Josie had seen a softer side to the football player over the weeks he’d been helping at the ranch. A side that she was sure not a lot of people knew about and she wascertainthat Luke had no idea existed below the surface. The only way Sawyer had known to try and fix things was to remove himself, to leave so that he didn’t cause any more trouble. Was it the most mature, well-thought-out response? No. Both Butler brothers had made mistakes. But Josie still didn’t like the thought of Sawyer back in the city, alone, even though he’d be surrounded by more people than ever.

Her brain had been in the same cycle of the same thoughts for days, and she was exhausted from it. Maybe she could paint the barn again, give it a second coat? Or go and check all the fences one by one to make sure they hadn’t missed anything. But she knew they hadn’t. She and Sawyer, unfortunately, had done too good a job the first time around.

She leaned her forehead against Indy’s neck, the mare patient as ever with Josie’s dramatics. Maybe she should ask for extra shifts at the diner? The dinner rush had been busier than ever lately.

“Josie?”

She spun and found Sawyer just a few yards away, standing in the barn like he’d never left.

She wasn’t normally spooked all that easily, but it had been an emotional week and she was down to her last thread of sanity.Seeing Sawyer there, she yelped and dropped her brushes with a clatter, making the horses prick their ears and stamp their feet, Indy narrowly missing clomping down on Josie’s toes with her hoof. Josie slapped a hand over her mouth while Sawyer stood there with his hands in the air like he was trying to calm a hostage or something.

“You scared me half to death!” she yelled, throwing a currycomb at him that was so poorly aimed that Sawyer watched it fly right past him without even bothering to flinch out of its trajectory.

“I was aiming for your head, just so you know!”

“I’m sorry.”

Josie swallowed. She might have been thinking obsessively about some sort of reunion, but she wasn’t actually prepared for one.

“Yeah, well,” she stammered, “apologize to the horses as well ’cause now they’re all spooked wondering why you’re back here when apparently it was all too hard.”

What had happened to seeing his point of view, to understanding why he’d left when Luke had raked him over the coals like he had? Her neck burned and she started gathering up her grooming gear entirely on autopilot. Sawyer took a step forward to help.

“Don’t,” she snapped, and he pulled back his hands like he’d been bit. “Don’t bother,” she said, quieter this time. Quiet enough that even she could hear the hurt in her voice, the hurt she’d denied was there because it was too painful to look at.

“I’m sorry,” he said again, even though Josie point-blank refused to look at him.

“I can clean up myself.

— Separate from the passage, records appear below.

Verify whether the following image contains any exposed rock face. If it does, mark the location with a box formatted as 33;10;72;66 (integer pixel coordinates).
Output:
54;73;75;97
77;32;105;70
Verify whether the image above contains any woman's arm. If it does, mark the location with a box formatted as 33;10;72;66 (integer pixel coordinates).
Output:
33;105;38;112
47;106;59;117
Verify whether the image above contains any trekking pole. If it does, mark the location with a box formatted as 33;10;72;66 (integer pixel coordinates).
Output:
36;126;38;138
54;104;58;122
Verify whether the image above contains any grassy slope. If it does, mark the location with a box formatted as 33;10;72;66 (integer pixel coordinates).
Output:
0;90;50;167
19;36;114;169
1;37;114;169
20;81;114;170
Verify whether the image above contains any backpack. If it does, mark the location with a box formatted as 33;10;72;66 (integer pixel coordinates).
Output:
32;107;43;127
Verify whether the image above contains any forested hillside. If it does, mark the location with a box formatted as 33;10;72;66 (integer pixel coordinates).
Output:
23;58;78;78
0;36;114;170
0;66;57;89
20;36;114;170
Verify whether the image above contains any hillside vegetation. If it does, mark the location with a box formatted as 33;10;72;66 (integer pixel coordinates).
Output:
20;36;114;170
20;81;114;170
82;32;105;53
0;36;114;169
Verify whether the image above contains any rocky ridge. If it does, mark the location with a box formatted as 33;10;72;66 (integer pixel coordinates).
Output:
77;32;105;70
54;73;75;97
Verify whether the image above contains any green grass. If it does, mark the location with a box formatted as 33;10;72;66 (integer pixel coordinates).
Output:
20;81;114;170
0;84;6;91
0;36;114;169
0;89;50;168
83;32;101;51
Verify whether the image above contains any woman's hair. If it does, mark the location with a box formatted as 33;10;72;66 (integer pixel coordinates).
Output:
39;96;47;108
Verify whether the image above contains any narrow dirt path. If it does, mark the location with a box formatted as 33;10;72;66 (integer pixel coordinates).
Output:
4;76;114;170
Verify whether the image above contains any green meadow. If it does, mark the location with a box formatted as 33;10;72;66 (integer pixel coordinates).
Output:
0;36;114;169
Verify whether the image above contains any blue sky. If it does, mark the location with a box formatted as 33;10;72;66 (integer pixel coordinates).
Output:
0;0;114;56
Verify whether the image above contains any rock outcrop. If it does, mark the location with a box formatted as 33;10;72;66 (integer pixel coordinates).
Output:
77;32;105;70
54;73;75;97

I’m a big girl.”

“Josie,” Sawyer said, so insistent that despite herself she looked up at him. “I’m sorry for what I did. For leaving. I’m sorry.”

His face was as somber as a grave, and Josie nearly broke right then and there. It would have been so easy to drop the brushes in her hands, to fall into him, to be swept up and taken care of. But she made herself take a step backwards.

“Okay,” she said, not sure how else to respond that wouldn’t have broken her.

“It’s going to take more than one apology, I know,” he said, looking like he was in pain, just as much as she was. But it would be too good to be true, to think that he was really back, intending to fix things.

“If you really wanted to apologize, you’d be on your knees,” she said, bending down and scooping up the last of her brushes. When she looked up she nearly dropped them again. In one lithe movement, without a moment’s hesitation, Sawyer had gotten to his knees on the dirty barn floor, still watching her with a sad but determined expression.

“I didn’t mean, like, literally,” Josie said, frozen in place.

“Anything you ask, it’s yours,” he said, making no move to get up. “And like I said, there’s gonna need to be more than just one apology, so the only way I can show that I’m serious is to do as you ask.”